Careers, Data Science
5 Steps to Become a Data Scientist
Data Science is such a broad field that includes several subdivisions like data preparation and exploration; data representation and transformation; data visualization and presentation; predictive analytics; machine learning, etc. For beginners, learning the fundamentals of data science can be a very daunting task especially if you don’t have proper guidance as to the necessary training required, or what courses to take, and in what order. Before discussing the steps necessary to become a data scientist, let’s discuss the skills that every data scientist should have in his skills set toolbox.

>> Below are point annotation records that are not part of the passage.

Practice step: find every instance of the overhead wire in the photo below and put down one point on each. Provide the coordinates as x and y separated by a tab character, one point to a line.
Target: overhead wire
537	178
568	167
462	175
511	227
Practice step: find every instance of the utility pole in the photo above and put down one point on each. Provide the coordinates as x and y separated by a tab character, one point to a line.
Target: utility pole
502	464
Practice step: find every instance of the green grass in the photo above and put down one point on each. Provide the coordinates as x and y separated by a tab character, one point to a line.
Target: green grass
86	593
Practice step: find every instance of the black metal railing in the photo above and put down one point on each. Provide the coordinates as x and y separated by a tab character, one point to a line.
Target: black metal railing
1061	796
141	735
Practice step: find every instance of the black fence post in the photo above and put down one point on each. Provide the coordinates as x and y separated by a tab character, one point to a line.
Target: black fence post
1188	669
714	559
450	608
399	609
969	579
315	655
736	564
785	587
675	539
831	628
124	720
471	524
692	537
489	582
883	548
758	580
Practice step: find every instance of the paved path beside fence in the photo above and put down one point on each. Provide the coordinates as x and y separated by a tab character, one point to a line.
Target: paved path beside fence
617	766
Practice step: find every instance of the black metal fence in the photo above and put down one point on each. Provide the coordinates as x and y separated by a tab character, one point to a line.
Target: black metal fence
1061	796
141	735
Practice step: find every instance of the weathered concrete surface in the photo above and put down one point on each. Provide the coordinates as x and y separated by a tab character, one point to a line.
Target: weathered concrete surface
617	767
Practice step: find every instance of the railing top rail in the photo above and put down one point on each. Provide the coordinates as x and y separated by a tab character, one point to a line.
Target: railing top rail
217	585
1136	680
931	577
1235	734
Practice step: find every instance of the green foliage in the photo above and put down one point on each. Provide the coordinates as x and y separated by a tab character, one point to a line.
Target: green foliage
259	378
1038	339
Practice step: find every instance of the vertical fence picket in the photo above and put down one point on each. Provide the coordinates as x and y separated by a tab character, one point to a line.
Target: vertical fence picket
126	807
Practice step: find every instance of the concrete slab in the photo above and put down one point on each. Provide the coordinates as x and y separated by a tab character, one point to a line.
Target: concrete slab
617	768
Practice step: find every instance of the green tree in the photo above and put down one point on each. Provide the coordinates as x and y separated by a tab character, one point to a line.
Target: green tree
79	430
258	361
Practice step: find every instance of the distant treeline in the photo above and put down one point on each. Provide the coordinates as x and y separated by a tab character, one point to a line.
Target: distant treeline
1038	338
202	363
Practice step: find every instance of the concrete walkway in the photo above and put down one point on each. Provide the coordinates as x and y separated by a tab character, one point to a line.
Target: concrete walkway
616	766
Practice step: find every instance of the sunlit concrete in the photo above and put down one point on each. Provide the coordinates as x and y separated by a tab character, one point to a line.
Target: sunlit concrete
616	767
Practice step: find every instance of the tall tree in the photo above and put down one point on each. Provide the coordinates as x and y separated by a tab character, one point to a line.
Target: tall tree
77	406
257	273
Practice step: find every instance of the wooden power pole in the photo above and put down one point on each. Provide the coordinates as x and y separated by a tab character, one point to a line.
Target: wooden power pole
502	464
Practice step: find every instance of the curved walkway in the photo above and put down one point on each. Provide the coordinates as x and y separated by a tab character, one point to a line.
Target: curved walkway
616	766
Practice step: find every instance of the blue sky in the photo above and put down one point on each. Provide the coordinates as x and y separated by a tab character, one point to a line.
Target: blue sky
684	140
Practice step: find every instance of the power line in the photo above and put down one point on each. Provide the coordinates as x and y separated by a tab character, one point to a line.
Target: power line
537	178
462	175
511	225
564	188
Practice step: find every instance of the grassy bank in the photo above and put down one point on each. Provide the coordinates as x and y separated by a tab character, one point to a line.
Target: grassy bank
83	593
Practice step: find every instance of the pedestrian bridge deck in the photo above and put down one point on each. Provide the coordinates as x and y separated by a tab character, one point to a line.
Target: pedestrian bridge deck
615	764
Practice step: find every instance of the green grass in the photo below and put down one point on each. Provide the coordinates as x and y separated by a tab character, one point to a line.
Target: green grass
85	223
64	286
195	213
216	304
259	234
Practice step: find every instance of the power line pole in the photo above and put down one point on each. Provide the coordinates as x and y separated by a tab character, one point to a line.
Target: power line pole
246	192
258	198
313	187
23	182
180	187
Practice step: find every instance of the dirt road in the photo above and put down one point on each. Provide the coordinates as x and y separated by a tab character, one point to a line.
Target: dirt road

Essential Skills That Every Data Scientist Should Have in His Skills Set Toolbox
The top 5 technology skills mentioned in most data science job listings (The Most in Demand Skills for Data Scientists — Towards Data Science) are:
- Python
- R
- SQL
- Hadoop
- Spark
Becoming a data scientist also requires general skills in the following:
- Mathematical Analysis and Linear Algebra
- Machine Learning
- Statistics and Probability
- Computer Science
- Communication
- Data Wrangling/Preparation, Data Presentation/Visualization
I started learning data science about a year ago. It was quite challenging from the beginning, but let me share with you the approach that worked for me. I will discuss five important steps that helped me all throughout my journey as a data scientist.
Steps for Becoming a Data Scientist
Step 1: Do not be in a rush
If you have not read this article: “Teach Yourself Programming in Ten Years” by Peter Norvig (Director of Machine Learning at Google), I encourage you to do so. Here is a link to the article: http://norvig.com/21-days.html
The point here is that you don’t need ten years to learn the basics of data science, but learning data science in a rush is certainly not helpful. It takes time, effort, energy, patience and commitment to become a data scientist.
Step 2: Take Courses from DataCamp, Coursera, EdX, or other Platforms
DataCamp (https://www.datacamp.com/courses) is certainly a good website where you can learn lots of different skills from basic programming concepts to advance skills such as data science and machine learning. However, I think DataCamp uses an approach that is in a rush, and therefore too superficial. DataCamp courses are crash courses, with little or no level of depth. Most of the assessment questions are quite easy and non-challenging. If you are interested in the academic approach of learning data science, I would recommend the following courses that will give you a very solid foundation in data science (the academic approach requires an enormous amount of time commitment and dedication, but it is worthwhile):
(i) Professional Certificate in Data Science (HarvardX, through edX):https://www.edx.org/professional...
Includes the following courses, all taught using R (you can audit courses for free or purchase a verified certificate):
- Data Science: R Basics;
- Data Science: Visualization;
- Data Science: Probability;
- Data Science: Inference and Modeling;
- Data Science: Productivity Tools;
- Data Science: Wrangling;
- Data Science: Linear Regression;
- Data Science: Machine Learning;
- Data Science: Capstone
(ii) Analytics: Essential Tools and Methods (Georgia TechX, through edX): https://www.edx.org/micromasters...
Includes the following courses, all taught using R, Python, and SQL (you can audit for free or purchase a verified certificate):
- Introduction to Analytics Modeling;
- Introduction to Computing for Data Analysis;
- Data Analytics for Business.
(iii) Applied Data Science with Python Specialization (the University of Michigan, through Coursera): https://www.coursera.org/special...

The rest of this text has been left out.